These correlations are, however, unable to produce reliable results [8]. Consequently, researchers have
implemented artificial neural networks (ANNs) as an alternative reliable solution for estimating the PVT
properties of crude oils. Feed forward neural networks and the back-propagation (BP) training algorithm are
the most commonly used methods in modeling the ANN. Gharbi and Elsharkawy [31] in 1997 developed
two models one for predicting OFVF and another model for predicting the bubble point pressure based on
neural networks. The datasets used in building the models were for crude oil systems in the Middle East.

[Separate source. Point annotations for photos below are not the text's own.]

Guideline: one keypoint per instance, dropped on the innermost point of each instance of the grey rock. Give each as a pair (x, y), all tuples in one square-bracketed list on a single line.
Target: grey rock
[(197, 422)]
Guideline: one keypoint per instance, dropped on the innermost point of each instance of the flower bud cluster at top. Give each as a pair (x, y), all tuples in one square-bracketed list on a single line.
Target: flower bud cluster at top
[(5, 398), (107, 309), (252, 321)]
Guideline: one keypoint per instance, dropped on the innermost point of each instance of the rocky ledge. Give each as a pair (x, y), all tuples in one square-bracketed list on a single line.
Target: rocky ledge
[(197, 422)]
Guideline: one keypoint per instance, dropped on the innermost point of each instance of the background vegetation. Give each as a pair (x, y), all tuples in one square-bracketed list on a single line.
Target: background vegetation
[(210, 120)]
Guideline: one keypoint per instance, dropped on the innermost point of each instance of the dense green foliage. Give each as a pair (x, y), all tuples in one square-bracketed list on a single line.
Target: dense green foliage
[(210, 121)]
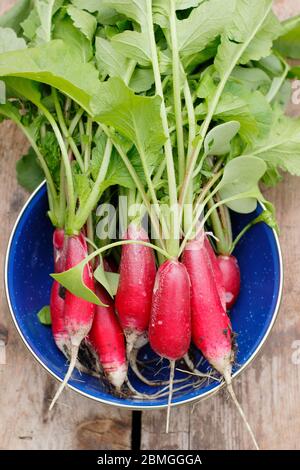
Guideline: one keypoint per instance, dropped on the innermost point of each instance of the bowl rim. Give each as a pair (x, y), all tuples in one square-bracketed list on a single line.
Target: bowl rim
[(143, 406)]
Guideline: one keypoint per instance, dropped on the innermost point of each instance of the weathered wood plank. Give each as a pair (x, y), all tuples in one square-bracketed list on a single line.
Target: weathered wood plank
[(76, 423), (269, 389)]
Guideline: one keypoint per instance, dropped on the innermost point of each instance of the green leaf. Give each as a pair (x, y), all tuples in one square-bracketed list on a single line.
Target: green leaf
[(133, 45), (137, 118), (109, 60), (281, 149), (15, 15), (84, 21), (251, 78), (56, 64), (90, 5), (9, 41), (249, 36), (240, 183), (83, 188), (44, 316), (141, 80), (72, 280), (45, 10), (29, 172), (218, 140), (109, 281), (161, 9), (38, 25), (30, 25), (2, 92), (134, 9)]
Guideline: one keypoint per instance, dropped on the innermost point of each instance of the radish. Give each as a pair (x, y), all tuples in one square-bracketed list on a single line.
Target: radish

The developed neural networks models have two hidden layers. The 4-6-6-2 structure was used to estimate
the OFVF and the 4-8-4-2 structure was used to estimate the bubble point pressure. Compared to the most
commonly used empirical correlations for estimating OFVF and the bubble point pressure, their models
generated lower standard deviations and relative errors. Elsharkawy [32] in 1998 proposed a new method
for predicting oil viscosity, OFVF, saturated oil density, undersaturated oil compressibility, solution gas-oil
ratio and evolved gas using a radial basis function neural network model. Results showed that the proposed
model by Elsharkawy [32] outperformed the existing empirical correlations in terms of accuracy. Osman et
al. [2] in 2001 developed a neural network model with 4-5-1 multilayer feed forward structure and a back-
SPE-196453-MS 5
propagation algorithm to estimate OFVF at bubble point pressure. Compared to the empirical correlations
developed by Standing [17], Glasø [20], Vasquez and Beggs [19], Al-Marhoun [21] and Al-Marhoun [33]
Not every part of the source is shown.